Moetai Brotherson : Le roi absent

Le roi absent est un long récit — roman ou conte — qui tresse une multitude d'inspirations venues des îles Sous-le-Vent, des Marquises, de Tahiti, de Paris et de Nouvelle-Angleterre. Deux voix principales s'y expriment — la première solidement enracinée en Polynésie, l'autre venue de métropole. Cette dualité s'organise, semble-t-il, à la manière d'une partie d'échecs riche de feintes, de diversions et de rebondissements.


L'ouverture laisse croire à un roman de formation : on y suit Moanam de l'enfance à Nuku Hiva et Huahine, puis à Tahiti, à Paris pour de brillantes études, enfin de nouveau à Tahiti où s'amorce une ascension sociale rapide, et brutalement infléchie.

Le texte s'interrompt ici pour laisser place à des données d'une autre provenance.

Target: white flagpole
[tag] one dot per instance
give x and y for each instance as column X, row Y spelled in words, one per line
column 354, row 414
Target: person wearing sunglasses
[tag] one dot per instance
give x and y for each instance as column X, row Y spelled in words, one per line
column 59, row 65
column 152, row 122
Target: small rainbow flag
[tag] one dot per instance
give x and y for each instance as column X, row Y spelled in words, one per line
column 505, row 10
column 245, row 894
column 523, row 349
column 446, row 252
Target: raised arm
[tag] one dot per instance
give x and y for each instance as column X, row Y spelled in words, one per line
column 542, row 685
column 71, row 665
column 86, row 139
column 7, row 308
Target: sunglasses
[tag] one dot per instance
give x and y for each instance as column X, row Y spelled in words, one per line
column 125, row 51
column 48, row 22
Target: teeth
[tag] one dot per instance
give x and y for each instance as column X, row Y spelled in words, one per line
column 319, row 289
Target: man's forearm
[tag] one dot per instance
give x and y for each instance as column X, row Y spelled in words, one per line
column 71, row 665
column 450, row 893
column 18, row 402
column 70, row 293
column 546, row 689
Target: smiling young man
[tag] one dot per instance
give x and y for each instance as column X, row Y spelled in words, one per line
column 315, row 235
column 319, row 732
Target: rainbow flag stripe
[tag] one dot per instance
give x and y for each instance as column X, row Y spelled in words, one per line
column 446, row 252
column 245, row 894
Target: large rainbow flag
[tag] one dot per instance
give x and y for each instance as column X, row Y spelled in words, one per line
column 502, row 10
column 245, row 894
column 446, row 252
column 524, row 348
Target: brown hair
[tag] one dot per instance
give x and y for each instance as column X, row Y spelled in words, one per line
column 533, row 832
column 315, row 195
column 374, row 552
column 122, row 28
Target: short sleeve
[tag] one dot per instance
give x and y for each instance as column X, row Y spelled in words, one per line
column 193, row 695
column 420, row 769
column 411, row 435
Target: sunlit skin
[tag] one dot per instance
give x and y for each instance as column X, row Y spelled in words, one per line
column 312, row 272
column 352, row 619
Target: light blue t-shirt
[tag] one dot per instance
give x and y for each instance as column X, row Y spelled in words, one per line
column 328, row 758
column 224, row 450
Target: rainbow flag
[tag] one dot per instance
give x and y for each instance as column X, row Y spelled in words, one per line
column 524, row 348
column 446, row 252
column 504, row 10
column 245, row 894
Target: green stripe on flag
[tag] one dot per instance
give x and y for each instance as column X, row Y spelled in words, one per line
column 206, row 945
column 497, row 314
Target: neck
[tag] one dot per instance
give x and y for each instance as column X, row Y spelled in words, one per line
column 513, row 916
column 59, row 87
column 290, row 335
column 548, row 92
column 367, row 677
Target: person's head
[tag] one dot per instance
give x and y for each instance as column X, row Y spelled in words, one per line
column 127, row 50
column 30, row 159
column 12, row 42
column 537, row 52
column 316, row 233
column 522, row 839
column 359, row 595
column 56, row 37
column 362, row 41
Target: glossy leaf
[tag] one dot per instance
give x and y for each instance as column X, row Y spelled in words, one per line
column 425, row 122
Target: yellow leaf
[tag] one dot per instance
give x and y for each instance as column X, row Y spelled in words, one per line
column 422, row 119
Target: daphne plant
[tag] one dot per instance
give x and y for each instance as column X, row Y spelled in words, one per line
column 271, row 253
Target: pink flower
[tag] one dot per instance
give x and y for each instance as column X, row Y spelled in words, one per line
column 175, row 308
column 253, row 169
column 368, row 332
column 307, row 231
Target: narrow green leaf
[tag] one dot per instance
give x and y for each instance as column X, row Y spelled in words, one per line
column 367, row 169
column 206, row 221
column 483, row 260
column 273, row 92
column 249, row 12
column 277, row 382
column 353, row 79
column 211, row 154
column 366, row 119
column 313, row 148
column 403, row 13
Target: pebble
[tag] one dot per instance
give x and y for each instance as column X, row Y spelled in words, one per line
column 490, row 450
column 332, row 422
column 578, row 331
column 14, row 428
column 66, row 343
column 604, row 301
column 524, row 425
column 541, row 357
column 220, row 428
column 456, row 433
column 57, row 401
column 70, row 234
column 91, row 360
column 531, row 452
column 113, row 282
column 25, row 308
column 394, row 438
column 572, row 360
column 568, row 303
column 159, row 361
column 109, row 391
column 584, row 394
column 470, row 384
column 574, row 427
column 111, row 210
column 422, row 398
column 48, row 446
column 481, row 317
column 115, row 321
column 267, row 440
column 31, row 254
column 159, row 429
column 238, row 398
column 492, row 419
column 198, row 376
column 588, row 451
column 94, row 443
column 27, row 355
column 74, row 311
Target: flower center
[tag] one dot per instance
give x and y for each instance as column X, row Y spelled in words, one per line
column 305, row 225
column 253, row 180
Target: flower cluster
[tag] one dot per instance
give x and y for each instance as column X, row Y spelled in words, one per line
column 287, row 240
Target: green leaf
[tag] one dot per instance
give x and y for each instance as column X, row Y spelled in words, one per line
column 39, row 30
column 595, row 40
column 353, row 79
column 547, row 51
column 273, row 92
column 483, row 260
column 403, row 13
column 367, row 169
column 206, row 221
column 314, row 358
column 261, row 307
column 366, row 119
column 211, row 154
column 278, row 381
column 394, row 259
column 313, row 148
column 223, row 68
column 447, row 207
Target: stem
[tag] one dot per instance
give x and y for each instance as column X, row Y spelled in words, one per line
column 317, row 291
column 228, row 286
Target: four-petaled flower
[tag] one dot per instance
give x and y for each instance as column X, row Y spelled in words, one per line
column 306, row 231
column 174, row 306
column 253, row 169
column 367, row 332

C'est alors qu'entre en scène Philippe, un psychiatre métropolitain qui, pour avoir pris le relais, devra affronter les rigueurs de l'hiver à Providence (Rhode island), sonder les mutismes et expérimenter les remèdes traditionnels de descendants des Indiens Wampanoag.

Car sous la trame romanesque sont inscrits les fils d'une histoire préexistante, déployée de générations en générations au rythme de lentes migrations du nord au sud et d'est en ouest. À l'origine était un conflit entre la parole et l'écriture, séquelle d'un
premier contact entre civilisations, suivi d'un long cycle d'errance que Moanam le roi absent — et muet — était voué à conclure.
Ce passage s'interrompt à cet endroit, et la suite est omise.